Today's research increasingly relies on generating, collecting, organizing, and analyzing large amounts of data. Researchers often find themselves needing to work with more data than personal or laboratory computers are equipped to handle, and in some cases, the same scales used by large corporations and government agencies. Scientific Data use cases explain how researchers work with data, including analysis, data management, and data sharing.
These use cases describe how scientists analyze large amounts of scientific data. The data is typically large in volume (larger than one would use on a personal or business computer), but is organized and stored in different ways for different kinds of research. Data might be generated by a single source (a large simulation, for example) or it might come from many sources (observational results from many different instruments or different research teams). The methods of analysis also vary from field to field and problem to problem.
These use cases describe how researchers manage collections of data for shared use or for their own re-use over time. The use cases range from a single research project managing and organizing its own data, to several related projects using each other's data, or to data being prepared for future use in applications that haven't been imagined yet.

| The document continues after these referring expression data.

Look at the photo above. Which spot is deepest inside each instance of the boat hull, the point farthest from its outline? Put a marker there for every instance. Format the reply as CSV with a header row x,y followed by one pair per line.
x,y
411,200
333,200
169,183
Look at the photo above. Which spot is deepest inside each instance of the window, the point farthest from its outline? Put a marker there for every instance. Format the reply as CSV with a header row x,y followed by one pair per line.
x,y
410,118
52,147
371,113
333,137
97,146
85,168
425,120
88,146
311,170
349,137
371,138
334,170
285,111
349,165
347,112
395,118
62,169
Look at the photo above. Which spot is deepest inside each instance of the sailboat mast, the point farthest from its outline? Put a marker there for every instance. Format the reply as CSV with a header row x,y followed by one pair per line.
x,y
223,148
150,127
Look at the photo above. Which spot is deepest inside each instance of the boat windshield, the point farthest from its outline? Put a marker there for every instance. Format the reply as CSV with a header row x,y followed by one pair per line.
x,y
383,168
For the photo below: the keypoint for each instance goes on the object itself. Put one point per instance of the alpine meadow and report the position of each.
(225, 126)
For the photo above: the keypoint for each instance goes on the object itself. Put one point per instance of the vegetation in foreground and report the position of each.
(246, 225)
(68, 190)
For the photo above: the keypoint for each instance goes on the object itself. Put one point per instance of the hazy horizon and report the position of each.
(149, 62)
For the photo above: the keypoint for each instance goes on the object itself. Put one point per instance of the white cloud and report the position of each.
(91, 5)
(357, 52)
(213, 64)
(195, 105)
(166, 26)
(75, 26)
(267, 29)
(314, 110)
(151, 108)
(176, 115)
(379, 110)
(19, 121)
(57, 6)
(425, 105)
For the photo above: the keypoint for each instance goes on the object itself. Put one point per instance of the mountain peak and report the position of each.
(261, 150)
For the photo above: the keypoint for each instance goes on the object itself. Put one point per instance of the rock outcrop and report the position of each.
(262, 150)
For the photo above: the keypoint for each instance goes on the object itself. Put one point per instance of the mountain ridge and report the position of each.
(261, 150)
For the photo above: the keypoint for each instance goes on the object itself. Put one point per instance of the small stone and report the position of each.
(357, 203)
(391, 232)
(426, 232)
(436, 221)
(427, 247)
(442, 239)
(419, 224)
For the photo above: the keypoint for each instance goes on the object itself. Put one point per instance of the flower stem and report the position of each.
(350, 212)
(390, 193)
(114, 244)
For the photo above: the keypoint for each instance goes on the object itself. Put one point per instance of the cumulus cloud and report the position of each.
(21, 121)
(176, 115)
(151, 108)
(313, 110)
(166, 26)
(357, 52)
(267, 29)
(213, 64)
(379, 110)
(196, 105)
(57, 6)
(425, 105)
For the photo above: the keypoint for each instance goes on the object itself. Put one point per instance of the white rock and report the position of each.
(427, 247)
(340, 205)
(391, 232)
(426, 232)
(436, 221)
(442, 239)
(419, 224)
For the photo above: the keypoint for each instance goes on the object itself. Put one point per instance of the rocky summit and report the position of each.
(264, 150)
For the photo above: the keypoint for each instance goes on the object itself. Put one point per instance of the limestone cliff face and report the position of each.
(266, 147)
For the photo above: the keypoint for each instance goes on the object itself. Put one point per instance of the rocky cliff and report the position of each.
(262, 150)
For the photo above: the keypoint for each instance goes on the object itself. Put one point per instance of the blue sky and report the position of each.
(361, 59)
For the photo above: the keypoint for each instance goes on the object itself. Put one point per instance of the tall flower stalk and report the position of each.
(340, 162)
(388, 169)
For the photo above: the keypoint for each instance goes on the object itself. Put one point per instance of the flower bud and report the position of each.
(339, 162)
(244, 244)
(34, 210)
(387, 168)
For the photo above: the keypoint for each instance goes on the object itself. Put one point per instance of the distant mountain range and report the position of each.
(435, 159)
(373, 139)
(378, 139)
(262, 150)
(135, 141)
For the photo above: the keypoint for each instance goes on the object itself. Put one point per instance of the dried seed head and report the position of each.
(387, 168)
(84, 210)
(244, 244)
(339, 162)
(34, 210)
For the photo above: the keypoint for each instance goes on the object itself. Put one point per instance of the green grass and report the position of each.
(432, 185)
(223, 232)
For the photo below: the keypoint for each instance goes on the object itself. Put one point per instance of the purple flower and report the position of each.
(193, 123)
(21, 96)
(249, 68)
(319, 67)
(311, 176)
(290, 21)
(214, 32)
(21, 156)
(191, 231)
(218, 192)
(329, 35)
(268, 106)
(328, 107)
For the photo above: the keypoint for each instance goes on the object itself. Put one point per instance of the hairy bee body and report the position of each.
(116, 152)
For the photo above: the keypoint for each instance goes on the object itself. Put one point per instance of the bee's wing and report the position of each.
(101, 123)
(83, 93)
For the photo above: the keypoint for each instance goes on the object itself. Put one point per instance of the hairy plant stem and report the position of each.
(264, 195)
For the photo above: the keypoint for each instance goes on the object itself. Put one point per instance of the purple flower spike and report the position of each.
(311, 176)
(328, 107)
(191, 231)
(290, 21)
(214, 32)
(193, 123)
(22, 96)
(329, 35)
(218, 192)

|Use Case ID||Title||Use Case Description|
|DM-01||Share a common repository of data with a distributed user community|
|DM-02||Data Management for Distributed Simulation and Analysis|
|DM-03||Shared use of large-scale/streaming sensor input data|
|DM-04||Migration of data associated with change of primary computational site|
|DM-05||Manually create metadata for a data object|
|DM-06||Run a researcher-supplied tool to generate metadata for data objects|
|DM-07||Automatically extract metadata from data objects|
|DM-08||Store metadata for later use|
|DM-09||Search metadata for specific objects of interest|
|DM-10||Add metadata search features to an application|
|DM-11||Post-allocation data access on XSEDE SP resources|
These use cases describe the most common scientific data visualization methods. This is an evolving field of work, since the ability of desktop computers to visualize data is improving rapidly. Nevertheless, it is still not unusual for researchers to need to visualize data at scales that exceed their local resources, requiring them to use high-performance and high-throughput computing resources to advance their work.